Why Are There So Few Veterans Serving in the Alaska Legislature?

The photo above was taken in Afghanistan when the 164th Military Police Company deployed from JBER in 2005, almost 14 years ago—but I date myself.

It’s been more than a dozen years since I returned from Afghanistan—bringing every one of my soldiers back to Alaska, I’m very grateful to say. To those in the military, I’m getting on in years.

Imagine my surprise upon arriving in the Alaska Legislature last year to discover my status as the youngest veteran, and the only legislator in Juneau to have served in the military since the Vietnam era.

In a state with the largest per capita share of military servicemembers and veterans, this came as a shock.

Earlier this year, the number of veterans serving in the legislature increased by one with the appointment of my state senator, Mike Shower. I would like to see that number grow further, and I hope that by the end of today it will.

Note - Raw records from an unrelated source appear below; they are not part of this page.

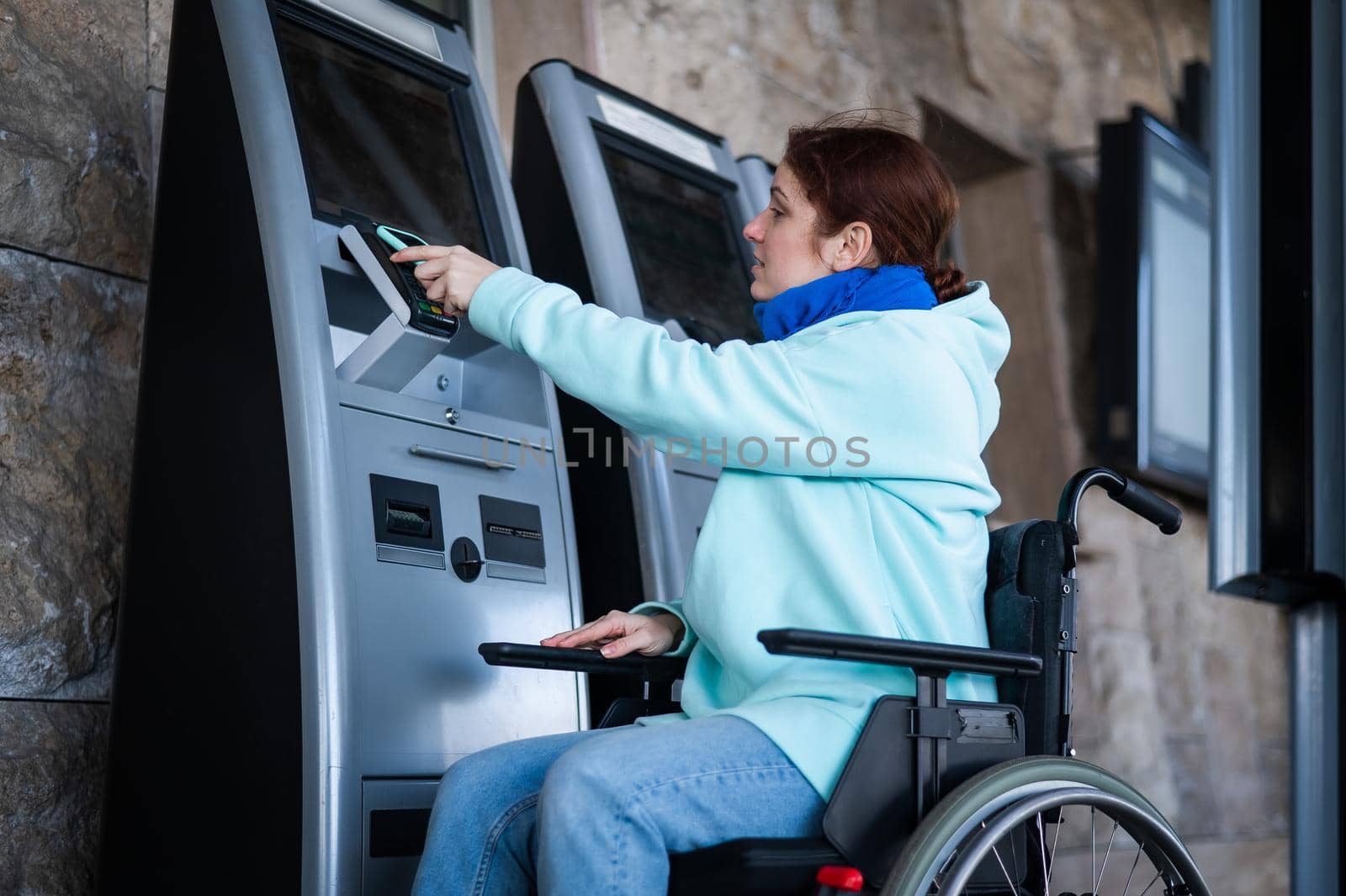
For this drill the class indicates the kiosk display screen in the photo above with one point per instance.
(1177, 213)
(684, 251)
(380, 141)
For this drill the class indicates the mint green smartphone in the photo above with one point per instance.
(392, 238)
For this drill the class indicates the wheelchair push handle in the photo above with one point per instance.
(1126, 491)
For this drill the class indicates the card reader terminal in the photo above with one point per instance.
(372, 245)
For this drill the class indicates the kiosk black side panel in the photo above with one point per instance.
(205, 785)
(601, 493)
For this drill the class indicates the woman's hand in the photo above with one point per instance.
(618, 634)
(450, 275)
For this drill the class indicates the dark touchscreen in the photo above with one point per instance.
(684, 249)
(379, 141)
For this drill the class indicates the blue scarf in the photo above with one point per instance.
(883, 289)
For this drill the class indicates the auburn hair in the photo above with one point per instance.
(852, 168)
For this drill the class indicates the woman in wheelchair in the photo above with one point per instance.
(852, 500)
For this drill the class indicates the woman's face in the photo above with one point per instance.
(787, 251)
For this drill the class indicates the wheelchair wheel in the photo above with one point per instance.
(1045, 825)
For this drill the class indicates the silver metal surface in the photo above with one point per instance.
(390, 680)
(755, 174)
(455, 458)
(1236, 284)
(516, 572)
(388, 20)
(395, 554)
(390, 357)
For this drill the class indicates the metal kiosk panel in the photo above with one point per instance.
(305, 594)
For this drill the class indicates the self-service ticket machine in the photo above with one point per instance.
(639, 211)
(340, 491)
(755, 174)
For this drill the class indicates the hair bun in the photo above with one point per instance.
(946, 282)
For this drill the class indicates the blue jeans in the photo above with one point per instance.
(598, 812)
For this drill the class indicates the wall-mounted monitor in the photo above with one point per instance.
(1153, 341)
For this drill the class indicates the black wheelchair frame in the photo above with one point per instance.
(973, 768)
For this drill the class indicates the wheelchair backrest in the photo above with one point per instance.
(1025, 594)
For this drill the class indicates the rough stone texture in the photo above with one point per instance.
(69, 353)
(74, 144)
(53, 761)
(158, 31)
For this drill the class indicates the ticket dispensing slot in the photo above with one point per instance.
(511, 537)
(407, 522)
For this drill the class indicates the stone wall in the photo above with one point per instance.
(1179, 691)
(76, 155)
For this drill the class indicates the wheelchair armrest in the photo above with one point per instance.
(919, 655)
(586, 660)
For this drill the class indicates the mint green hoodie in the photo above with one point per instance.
(882, 534)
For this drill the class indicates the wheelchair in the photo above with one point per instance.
(951, 797)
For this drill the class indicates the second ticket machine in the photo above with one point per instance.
(338, 491)
(643, 213)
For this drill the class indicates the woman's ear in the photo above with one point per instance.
(852, 247)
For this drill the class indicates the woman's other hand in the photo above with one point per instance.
(450, 275)
(619, 634)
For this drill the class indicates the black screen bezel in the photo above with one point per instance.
(670, 164)
(455, 87)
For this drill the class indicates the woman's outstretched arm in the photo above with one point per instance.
(738, 406)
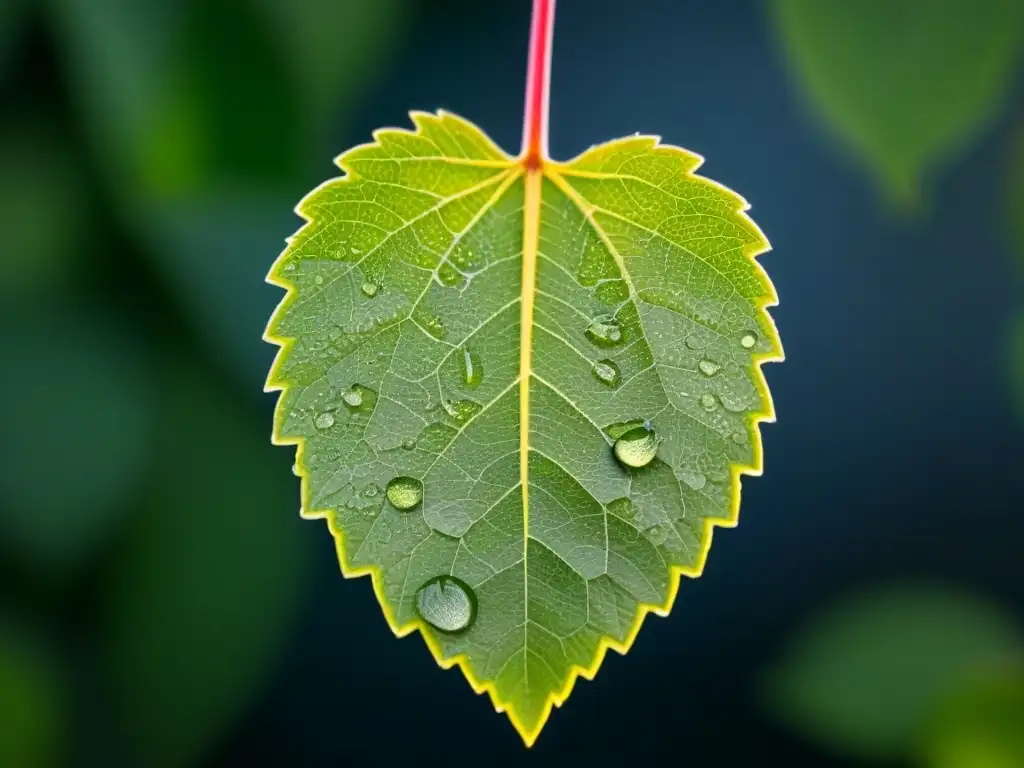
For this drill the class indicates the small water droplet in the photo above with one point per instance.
(708, 368)
(404, 493)
(607, 372)
(446, 603)
(637, 448)
(472, 369)
(692, 477)
(604, 331)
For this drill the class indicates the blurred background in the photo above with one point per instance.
(163, 604)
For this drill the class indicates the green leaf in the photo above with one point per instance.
(981, 723)
(78, 432)
(32, 704)
(465, 338)
(904, 83)
(203, 597)
(863, 677)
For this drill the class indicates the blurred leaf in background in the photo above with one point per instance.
(210, 107)
(862, 677)
(1015, 196)
(43, 212)
(1015, 363)
(78, 432)
(205, 590)
(980, 724)
(905, 83)
(33, 714)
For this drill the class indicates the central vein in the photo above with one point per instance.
(530, 242)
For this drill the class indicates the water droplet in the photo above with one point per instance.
(446, 603)
(604, 331)
(404, 493)
(462, 411)
(472, 369)
(637, 448)
(708, 368)
(692, 477)
(607, 372)
(324, 421)
(657, 534)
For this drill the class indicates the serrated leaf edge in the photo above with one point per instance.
(736, 471)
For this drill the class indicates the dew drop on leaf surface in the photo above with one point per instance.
(607, 372)
(708, 368)
(637, 448)
(446, 603)
(404, 493)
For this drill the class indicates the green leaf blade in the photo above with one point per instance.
(402, 356)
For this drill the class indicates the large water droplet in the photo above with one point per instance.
(472, 369)
(324, 421)
(604, 331)
(404, 493)
(446, 603)
(709, 368)
(637, 448)
(607, 372)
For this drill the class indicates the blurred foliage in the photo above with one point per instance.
(980, 724)
(33, 718)
(204, 107)
(43, 211)
(78, 426)
(905, 83)
(863, 676)
(1015, 361)
(1015, 196)
(202, 594)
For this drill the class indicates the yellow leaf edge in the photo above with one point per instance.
(273, 384)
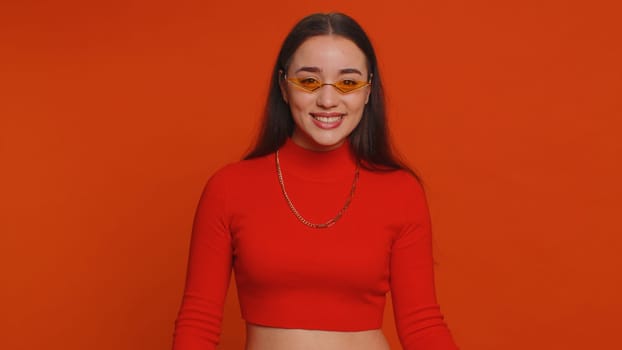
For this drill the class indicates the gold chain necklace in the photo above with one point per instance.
(328, 223)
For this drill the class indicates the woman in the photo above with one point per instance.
(319, 221)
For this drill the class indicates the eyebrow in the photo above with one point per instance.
(318, 70)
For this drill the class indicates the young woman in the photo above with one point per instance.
(320, 220)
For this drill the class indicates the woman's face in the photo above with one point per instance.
(325, 117)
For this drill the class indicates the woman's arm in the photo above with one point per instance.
(198, 324)
(418, 319)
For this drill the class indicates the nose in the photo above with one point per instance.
(327, 96)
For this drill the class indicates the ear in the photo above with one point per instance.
(282, 86)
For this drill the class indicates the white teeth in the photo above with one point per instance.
(328, 119)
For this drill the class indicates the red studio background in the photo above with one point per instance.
(113, 114)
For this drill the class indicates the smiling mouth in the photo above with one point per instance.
(327, 118)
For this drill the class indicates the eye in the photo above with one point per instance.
(308, 81)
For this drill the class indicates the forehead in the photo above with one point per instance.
(329, 53)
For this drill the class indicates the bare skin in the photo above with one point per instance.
(269, 338)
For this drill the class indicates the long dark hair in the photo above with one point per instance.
(369, 140)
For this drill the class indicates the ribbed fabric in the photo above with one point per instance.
(289, 275)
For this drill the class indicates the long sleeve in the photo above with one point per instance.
(419, 322)
(198, 324)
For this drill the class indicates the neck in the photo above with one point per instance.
(326, 166)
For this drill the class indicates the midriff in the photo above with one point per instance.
(270, 338)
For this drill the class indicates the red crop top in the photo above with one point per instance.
(289, 275)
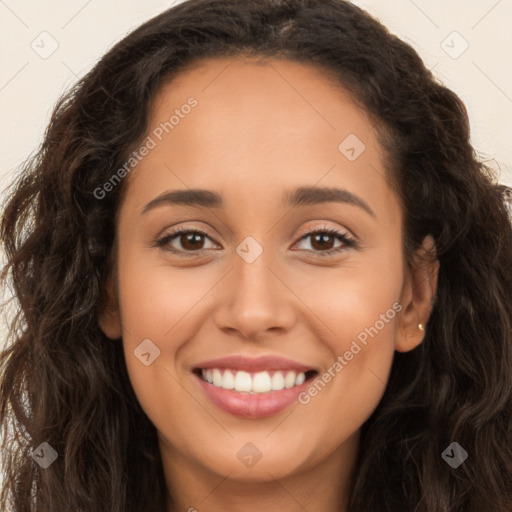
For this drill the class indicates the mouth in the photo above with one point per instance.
(252, 383)
(253, 388)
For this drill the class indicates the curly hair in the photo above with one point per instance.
(63, 382)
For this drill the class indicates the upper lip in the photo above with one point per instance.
(259, 364)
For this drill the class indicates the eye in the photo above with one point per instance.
(190, 240)
(322, 241)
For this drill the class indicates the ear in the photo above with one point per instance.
(109, 318)
(418, 295)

Regardless of one’s party or political persuasion, our state benefits from the experience of having laid it all on the line, that veterans often bring to the table. When dealing with a policy crisis, it is often helpful to be able to turn to those who have navigated life and death emergencies and come out the other side.

You don’t have to have served in the military to have had such experiences of course, but there is something to be said for the perspective that military veterans often bring to the table in any organization. Mission first—Safety always. It’s a perspective that the legislature could use a bit more of.

I am privileged to be able to vote for two veterans when I cast my ballot today. If you are a veteran and you don’t have that opportunity when you look at your ballot, consider putting your name forward in a future election. If my expectations are correct about some of the veterans I am supporting in today’s election, two years from now you will have a number of veterans to talk with who are serving in Juneau and can tell you all about it.

Rep. David Eastman played chess in Afghanistan and back home, and was a member of the U.S. Armed Forces Open Champion Chess Team before being stationed in Alaska; He has served in the Alaska State House representing the Mat-Su since 2017; He ran on a platform of fighting for genuine conservative reform, fiscally and socially, and remains committed to delivering on that promise.